Even if Sarah from Phantogram tells me tomorrow, in person, that all those songs are not about her frustration that her father died at a time where she didn’t expect/couldn’t handle it and that that same frustration still lingers in her mind so clearly that she can write so many songs about it, I would not believe her. I would let her know she’s a liar that doesn’t even understand her own mind.

So, instead of writing a long, very descriptive explanation about why I did what or what means what or why the title is what in this post, I’m going to let you enjoy this painting; a painting that challenged me so cruelly and savagely. This painting makes me feel so exposed about my issues, frustrations, bliss, upbringing, and view on life. It’s best if I leave all that up to your imagination.




That’s it.

This is all I got from Rome. How did that come to be when I’m a photographer in a beautiful, ancient city? I’ll tell you.

I depart from Barcelona after facing the hard reality that I had to pay seventy euros on top of my Europass cause that’s the way it is. Seventy dollars less and I headed to Rome. The train ride there was pretty incredible. I remember all those views to this day, although we traveled much through the night, mostly through France.

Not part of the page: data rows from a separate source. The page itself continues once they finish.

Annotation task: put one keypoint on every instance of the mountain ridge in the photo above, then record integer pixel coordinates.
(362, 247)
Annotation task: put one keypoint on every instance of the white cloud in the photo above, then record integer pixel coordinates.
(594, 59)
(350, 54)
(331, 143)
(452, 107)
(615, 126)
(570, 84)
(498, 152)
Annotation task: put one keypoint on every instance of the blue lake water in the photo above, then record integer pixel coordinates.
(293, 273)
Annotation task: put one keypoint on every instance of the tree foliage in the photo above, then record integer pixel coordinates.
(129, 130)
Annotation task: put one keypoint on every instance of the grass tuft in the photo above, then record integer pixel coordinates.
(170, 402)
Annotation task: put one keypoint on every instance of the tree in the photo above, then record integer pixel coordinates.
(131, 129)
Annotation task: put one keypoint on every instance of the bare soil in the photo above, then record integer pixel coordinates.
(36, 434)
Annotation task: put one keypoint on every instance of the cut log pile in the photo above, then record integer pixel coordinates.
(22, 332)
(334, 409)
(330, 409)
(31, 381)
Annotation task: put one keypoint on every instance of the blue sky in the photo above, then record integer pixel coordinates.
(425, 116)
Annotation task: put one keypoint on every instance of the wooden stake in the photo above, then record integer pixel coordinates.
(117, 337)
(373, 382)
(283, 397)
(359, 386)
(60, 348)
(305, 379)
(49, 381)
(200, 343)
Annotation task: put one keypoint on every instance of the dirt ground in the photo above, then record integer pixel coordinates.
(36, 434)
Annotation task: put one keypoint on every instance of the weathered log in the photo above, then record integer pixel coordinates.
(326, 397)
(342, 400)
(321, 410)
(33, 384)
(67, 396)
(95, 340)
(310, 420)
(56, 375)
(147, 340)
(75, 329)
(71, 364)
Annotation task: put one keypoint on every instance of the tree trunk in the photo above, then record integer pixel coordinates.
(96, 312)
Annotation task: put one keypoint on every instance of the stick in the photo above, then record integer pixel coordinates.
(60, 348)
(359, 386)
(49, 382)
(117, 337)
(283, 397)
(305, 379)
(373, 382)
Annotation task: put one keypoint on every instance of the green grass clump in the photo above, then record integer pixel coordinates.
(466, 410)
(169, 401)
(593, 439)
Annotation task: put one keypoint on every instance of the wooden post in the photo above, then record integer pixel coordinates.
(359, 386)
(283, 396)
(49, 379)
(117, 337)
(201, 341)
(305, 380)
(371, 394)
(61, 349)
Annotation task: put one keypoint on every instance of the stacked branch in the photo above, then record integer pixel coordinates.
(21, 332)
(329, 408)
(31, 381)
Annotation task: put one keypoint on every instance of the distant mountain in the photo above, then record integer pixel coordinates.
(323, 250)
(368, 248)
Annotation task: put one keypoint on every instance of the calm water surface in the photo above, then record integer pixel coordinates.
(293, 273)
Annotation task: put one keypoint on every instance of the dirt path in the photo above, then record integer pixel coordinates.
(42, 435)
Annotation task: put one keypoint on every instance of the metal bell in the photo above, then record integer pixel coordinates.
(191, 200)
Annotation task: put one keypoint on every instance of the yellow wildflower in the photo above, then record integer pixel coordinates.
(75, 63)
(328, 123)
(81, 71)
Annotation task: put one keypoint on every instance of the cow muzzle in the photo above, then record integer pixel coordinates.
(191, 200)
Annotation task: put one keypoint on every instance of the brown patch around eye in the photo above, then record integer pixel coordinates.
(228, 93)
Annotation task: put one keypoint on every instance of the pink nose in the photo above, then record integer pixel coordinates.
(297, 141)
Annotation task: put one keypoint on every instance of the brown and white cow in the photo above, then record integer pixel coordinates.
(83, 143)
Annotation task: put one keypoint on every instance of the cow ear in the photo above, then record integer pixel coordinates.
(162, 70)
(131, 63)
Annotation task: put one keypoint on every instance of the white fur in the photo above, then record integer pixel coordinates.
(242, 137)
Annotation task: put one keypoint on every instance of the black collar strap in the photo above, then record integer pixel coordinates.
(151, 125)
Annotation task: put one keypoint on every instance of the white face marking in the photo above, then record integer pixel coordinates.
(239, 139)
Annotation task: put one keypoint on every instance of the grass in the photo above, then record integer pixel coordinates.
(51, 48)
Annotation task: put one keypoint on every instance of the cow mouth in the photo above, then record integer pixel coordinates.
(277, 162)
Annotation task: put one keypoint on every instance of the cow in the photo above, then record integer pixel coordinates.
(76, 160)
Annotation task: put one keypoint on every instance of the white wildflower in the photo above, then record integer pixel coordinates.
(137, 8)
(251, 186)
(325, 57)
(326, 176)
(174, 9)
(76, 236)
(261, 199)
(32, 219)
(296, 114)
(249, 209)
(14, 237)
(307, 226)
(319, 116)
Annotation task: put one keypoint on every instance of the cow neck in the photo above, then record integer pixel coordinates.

At around 3AM, French officers came on the train to check passports. They lingered on me because I’m Salvadoran;  they weren’t really sure if I needed a visa to be there (I didn’t). I don’t know if this was their intention, but they sure made me feel really uncomfortable about my citizenship. It was weird.

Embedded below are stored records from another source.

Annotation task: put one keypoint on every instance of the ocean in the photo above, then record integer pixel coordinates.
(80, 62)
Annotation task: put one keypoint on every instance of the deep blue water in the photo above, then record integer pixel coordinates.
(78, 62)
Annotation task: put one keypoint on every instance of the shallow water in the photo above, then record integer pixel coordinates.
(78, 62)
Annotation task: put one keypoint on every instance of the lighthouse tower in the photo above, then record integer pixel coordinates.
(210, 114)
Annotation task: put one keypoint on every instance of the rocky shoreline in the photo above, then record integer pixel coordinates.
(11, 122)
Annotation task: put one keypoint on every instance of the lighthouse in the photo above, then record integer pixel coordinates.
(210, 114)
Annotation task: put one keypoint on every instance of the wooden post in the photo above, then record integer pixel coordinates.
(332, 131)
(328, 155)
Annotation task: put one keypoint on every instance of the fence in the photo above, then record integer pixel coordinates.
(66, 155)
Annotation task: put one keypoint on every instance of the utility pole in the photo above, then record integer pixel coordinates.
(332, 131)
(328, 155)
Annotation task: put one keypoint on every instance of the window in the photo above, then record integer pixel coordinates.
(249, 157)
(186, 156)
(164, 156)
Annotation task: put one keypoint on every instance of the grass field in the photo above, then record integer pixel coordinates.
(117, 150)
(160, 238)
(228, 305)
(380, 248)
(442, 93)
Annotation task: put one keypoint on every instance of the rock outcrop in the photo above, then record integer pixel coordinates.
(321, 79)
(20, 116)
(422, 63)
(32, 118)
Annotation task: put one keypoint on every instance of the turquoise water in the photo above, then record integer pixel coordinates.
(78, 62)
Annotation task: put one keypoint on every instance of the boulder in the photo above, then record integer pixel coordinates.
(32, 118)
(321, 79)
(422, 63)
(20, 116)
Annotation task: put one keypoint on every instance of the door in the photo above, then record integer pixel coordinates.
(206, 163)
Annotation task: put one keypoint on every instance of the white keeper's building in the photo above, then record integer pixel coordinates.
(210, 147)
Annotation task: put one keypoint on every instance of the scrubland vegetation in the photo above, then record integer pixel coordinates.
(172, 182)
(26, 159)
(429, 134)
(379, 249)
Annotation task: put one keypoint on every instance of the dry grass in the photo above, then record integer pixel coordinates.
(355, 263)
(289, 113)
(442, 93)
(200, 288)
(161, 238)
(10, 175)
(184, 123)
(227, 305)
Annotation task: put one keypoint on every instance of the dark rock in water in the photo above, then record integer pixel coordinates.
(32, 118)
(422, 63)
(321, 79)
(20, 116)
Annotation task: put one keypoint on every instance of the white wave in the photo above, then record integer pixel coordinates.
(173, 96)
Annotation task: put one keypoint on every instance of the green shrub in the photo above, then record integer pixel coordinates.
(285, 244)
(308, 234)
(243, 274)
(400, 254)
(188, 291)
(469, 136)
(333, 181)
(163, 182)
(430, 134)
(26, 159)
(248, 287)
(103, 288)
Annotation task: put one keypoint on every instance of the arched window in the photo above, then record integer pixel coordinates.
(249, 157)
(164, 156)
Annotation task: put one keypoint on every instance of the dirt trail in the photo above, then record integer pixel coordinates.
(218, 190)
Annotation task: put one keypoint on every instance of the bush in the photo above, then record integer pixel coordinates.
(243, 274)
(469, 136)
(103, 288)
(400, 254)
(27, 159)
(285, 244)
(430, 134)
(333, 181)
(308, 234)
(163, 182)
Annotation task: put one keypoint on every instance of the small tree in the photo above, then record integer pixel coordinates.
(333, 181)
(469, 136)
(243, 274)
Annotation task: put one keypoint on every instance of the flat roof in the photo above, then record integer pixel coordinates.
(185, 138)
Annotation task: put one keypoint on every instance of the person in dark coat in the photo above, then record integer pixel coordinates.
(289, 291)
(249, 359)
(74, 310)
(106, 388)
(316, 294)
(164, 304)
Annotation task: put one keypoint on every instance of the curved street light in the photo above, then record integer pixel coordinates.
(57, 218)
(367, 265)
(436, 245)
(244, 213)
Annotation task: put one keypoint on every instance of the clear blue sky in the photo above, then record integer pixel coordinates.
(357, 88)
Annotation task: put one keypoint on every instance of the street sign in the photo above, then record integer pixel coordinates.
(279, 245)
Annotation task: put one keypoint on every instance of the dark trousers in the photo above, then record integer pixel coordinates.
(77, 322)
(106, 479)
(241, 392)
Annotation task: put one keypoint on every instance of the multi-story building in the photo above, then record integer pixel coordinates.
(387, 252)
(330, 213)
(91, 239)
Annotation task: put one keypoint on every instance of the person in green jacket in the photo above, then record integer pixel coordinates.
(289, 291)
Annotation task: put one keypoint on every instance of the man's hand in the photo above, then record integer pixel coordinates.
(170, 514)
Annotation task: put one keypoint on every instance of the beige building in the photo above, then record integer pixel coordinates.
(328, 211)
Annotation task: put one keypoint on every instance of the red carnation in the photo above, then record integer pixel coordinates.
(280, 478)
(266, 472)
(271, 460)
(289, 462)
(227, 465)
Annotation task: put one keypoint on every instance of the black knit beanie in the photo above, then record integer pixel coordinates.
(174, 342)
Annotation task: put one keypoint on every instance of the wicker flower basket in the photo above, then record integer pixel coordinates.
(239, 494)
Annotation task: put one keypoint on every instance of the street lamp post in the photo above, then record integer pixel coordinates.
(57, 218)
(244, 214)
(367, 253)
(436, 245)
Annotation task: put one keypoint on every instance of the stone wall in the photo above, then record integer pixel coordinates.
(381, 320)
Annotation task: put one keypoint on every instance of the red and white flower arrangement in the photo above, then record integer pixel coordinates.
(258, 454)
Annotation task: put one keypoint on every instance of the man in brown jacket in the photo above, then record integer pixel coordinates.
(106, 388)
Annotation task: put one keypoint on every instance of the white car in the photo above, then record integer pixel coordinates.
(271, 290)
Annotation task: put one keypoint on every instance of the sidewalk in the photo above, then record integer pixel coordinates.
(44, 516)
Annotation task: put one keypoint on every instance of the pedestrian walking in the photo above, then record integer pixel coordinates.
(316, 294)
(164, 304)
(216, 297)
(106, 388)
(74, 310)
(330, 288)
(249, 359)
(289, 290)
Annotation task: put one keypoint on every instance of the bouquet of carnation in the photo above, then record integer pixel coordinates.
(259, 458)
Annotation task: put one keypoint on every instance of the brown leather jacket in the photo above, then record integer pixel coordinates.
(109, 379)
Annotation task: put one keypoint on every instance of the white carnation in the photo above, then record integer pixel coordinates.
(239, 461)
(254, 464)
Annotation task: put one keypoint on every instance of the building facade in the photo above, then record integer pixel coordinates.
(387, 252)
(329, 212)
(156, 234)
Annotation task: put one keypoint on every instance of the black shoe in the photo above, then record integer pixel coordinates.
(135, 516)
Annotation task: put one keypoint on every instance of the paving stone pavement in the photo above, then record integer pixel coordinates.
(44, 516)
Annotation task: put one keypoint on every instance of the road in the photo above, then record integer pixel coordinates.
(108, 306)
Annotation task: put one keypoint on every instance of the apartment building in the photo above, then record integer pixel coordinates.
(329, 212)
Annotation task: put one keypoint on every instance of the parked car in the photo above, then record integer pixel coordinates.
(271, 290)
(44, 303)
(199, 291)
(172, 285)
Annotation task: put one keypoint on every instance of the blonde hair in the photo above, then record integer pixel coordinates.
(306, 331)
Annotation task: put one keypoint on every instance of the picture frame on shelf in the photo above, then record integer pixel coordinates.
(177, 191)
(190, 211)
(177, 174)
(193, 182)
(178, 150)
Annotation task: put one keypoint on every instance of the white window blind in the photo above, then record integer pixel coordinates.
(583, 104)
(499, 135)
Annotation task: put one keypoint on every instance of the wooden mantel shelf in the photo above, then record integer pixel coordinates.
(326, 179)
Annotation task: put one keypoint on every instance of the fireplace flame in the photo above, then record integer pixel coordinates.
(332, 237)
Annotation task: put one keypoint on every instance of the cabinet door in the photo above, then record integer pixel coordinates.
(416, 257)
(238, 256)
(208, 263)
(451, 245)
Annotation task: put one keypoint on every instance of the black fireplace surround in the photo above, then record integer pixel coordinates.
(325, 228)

I get to Torino, near Milano, I consider just ditching my hostel reservation in Rome to go to Milano… I didn’t though, which I regret now. I’m supposed to take a connecting train from there to Rome. Somehow, because I don’t speak Italian, I missed the first train to Rome. Now, I had to somehow figure out how to speak Italian and change my ticket time. In the booth is this really hard looking Italian man with vanilla skin and sky blue eyes. He talked so romantically but also angrily that I wasn’t understanding a speck of what he was saying. It was like watching a mime show, I could have put mute on that conversation and understood the same amount. The worst look he gave me was actually when I tried to speak Spanish to him; I figured there’s gotta be some words in there he can recognize. Well, he was kind of offended. No, definitely offended.

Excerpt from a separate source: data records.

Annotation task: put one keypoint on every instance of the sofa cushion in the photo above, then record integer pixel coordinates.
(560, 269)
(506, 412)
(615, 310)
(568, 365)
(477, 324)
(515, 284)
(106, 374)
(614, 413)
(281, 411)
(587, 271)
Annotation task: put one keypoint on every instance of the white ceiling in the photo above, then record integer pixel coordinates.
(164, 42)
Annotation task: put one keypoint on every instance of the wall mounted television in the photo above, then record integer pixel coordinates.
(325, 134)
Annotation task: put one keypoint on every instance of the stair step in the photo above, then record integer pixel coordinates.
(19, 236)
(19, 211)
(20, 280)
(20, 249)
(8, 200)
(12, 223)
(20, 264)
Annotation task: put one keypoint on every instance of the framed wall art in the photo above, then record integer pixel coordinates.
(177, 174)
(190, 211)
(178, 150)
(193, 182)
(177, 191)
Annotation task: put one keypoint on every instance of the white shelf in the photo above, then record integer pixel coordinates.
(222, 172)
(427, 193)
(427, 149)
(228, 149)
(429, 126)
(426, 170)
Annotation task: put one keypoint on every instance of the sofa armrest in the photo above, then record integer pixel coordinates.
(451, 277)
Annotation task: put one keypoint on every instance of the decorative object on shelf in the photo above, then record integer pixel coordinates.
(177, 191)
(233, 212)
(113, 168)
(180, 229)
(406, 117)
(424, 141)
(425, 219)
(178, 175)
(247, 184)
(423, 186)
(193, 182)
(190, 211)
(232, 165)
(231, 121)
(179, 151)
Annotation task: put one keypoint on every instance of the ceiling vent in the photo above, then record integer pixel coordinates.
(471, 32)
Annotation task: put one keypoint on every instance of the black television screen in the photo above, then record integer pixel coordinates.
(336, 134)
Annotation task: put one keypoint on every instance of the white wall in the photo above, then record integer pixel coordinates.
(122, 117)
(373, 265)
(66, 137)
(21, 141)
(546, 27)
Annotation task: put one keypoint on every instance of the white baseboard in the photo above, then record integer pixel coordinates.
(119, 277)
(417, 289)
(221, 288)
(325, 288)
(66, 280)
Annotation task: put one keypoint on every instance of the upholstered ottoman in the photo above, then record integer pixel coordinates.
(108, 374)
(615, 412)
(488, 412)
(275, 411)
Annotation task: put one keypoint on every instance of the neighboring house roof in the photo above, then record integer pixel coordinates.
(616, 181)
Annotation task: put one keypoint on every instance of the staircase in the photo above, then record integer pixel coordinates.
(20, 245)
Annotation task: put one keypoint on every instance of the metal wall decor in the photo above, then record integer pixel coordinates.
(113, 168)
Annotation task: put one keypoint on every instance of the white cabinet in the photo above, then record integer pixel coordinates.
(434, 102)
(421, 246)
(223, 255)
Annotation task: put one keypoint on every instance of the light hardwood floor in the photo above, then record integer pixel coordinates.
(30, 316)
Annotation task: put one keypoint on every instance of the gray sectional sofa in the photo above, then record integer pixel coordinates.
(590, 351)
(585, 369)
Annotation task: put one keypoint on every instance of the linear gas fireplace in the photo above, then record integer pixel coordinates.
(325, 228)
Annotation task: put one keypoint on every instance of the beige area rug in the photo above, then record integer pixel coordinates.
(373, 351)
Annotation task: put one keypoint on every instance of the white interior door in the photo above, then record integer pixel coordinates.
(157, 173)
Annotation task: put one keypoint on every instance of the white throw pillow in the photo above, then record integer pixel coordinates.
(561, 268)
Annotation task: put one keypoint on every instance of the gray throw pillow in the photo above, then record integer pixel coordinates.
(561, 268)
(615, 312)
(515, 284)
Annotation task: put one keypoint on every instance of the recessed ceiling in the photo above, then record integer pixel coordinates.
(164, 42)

Due to all those delays, I get to Rome at a time I wouldn’t want to arrive to any new city. It is around 6PM, I roll my trusty luggage companion for a couple miles down nasty, broken up cobblestone. My feet, my hand, my soul was sore. I had assumed Rome would be all delightful beauty but that’s a stupid thing to think. The roads seem to have been paved by a sadist or a masochist, the streets are full of ruins (not the cool kind), trash is scattered everywhere, people are AGGRESSIVE, and drivers seemed not to really know where the road was or what a pedestrian is. It was chaotic for me, or maybe it was my mental state, or MAYBE… possibly the fact that I didn’t book a hostel in a safer area! Only to find out that my hostel is nonexistent. I’m not gonna lie, I cried a lot during my walk to the bus. I mean, thousands of miles away from home or from anyone that cares about me, lost in a a new city at night, with no hostel to sleep at, already very frightened by the environment, and going through personal turmoil all by myself is really not what I should have been doing.

Back at the train station, I reluctantly trusted a British man to help me find a hostel. He assured me that he was a travel guide, and had seen that I was crying so he wanted to help me. When he offered to carry my bags for me, I obviously refused, and he said that it’s good that I’m cautious. It turned out that he was just a really nice man who saved me that day. The next day, Osama Bin Laden died, and I had to get out of Rome ASAP. I had pizza, bread, wine, pasta, and salad at a restaurant next to the hostel, went to sleep, and the next day walked around Rome for two hours, sprinting to the attractions I had wanted to see my entire life, until my train departed to Florence that morning.

I’m traumatized. I hope Zak maybe can de-traumatize me and take me to Rome one of these days.